The above considerations suggest the following desiderata for a foundation ontology that can be adopted and used by a large enough community to serve as a de facto standard of meaning:
- the core set of concept representations required to use the ontology effectively should be as small as possible, but sufficient to support specification of any specialized concept meaning
- the ontology should be fully public and developed by an open procedure, so as to permit alternative logically compatible views of entities; it should be maintained by an open process and allow additions as needed to represent new topics;
- there should be a powerful intuitive natural language interface, capable of determining whether (1) representations of specific concepts are already present in the core foundation ontology or in some public extension, or (2) if not, to list the elements in the ontology closest in meaning
- the ontology format should have the expressiveness of at least FOL
- there should be several open-source substantive applications demonstrating the usefulness of the ontology
- extensions to the core, with logical specifications of concepts based on combinations of the core concept representations, should be maintained and freely available, in the manner of Java library packages, to minimize the need for creating new definitions.
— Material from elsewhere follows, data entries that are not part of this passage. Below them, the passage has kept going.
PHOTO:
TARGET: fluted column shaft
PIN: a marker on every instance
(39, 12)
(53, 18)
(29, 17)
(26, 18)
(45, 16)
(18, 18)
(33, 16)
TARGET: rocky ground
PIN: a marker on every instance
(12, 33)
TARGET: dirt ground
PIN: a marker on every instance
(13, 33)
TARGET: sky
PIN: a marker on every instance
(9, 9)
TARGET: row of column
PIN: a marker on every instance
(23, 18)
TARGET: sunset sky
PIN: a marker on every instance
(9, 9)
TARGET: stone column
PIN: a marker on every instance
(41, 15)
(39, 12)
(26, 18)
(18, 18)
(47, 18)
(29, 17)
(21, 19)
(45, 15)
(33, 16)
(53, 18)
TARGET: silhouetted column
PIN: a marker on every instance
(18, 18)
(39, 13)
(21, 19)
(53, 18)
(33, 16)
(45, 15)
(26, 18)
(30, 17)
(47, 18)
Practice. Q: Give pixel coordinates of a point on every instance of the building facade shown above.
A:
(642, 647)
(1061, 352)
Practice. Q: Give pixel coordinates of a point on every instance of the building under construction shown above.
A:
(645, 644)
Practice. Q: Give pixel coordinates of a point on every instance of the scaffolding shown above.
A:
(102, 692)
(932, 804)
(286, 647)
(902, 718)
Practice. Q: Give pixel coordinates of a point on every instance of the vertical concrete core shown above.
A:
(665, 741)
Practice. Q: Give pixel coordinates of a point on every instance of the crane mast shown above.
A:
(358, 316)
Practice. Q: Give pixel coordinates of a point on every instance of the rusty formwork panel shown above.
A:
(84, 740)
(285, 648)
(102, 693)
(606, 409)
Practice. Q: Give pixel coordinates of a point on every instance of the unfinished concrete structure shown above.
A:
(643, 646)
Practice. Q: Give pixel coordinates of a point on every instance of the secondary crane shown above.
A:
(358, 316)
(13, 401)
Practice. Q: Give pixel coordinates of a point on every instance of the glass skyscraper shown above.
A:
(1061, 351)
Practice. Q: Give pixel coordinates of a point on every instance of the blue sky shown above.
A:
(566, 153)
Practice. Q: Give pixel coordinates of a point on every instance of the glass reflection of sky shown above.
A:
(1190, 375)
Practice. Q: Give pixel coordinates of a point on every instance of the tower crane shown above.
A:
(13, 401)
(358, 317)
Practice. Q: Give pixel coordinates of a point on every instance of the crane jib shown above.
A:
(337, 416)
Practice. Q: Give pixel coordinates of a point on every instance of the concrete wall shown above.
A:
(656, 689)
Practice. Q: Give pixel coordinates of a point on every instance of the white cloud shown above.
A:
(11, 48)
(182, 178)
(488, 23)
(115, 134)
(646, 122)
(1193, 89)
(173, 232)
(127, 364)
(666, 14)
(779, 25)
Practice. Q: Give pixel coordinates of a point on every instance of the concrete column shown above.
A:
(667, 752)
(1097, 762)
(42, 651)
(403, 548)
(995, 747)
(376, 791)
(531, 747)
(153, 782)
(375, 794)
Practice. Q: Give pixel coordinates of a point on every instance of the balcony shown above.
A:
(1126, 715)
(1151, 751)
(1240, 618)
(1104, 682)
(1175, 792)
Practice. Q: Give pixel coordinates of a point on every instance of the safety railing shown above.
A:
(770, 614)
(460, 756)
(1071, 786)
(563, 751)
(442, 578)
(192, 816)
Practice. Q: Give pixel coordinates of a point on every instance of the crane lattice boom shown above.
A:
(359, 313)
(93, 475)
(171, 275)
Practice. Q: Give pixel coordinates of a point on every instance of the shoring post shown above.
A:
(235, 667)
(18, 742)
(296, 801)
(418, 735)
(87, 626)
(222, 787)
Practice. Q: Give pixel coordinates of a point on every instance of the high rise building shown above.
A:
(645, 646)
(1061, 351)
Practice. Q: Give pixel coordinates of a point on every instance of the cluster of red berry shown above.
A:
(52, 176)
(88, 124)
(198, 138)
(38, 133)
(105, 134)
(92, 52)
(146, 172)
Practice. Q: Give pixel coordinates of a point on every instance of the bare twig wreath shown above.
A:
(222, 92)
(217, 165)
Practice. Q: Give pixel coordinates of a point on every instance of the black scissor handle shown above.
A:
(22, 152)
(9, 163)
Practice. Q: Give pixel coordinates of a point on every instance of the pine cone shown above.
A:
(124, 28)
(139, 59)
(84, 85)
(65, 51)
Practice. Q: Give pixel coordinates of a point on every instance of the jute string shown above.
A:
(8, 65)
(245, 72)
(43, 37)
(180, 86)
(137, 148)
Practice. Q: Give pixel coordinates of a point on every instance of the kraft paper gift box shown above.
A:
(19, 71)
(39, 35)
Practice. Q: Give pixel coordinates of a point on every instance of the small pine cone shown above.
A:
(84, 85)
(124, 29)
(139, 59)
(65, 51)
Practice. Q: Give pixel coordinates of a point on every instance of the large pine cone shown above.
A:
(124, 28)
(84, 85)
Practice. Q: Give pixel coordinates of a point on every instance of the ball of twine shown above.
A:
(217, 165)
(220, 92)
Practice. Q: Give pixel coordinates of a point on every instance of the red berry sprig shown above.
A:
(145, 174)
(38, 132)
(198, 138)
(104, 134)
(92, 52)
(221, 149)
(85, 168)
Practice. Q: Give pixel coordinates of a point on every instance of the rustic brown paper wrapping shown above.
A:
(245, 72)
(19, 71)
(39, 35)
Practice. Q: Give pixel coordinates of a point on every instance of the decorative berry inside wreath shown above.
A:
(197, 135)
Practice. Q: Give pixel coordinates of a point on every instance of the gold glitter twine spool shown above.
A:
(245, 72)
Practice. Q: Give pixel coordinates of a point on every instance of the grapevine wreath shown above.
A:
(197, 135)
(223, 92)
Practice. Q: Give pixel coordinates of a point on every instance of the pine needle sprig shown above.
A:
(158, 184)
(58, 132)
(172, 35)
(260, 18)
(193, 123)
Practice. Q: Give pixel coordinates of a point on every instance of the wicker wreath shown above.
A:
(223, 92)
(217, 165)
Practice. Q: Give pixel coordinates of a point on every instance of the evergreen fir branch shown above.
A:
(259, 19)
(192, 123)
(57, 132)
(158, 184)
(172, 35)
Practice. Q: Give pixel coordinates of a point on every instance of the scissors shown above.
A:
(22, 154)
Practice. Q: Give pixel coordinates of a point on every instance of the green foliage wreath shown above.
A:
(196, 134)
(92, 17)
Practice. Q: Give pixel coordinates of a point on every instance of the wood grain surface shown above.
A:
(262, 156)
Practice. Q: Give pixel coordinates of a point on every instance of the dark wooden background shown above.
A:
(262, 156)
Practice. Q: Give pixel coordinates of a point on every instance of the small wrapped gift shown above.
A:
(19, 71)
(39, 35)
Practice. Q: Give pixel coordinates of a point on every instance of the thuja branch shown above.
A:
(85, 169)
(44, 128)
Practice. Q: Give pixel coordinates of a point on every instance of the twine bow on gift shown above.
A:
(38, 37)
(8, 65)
In order have a de facto standard of meaning, it is not necessary to have universal agreement to use only one foundation ontology; it is only necessary that some foundation ontology have a user community large enough for third-party vendors to have incentive to develop utilities that make the standard easier to use, and to develop applications that demonstrate its utility. It should also have a sufficiently wide community of users that research groups will have an incentive to use it as the standard of meaning through which they can transfer information from diverse separate applications, each using different forms of intelligent information processing.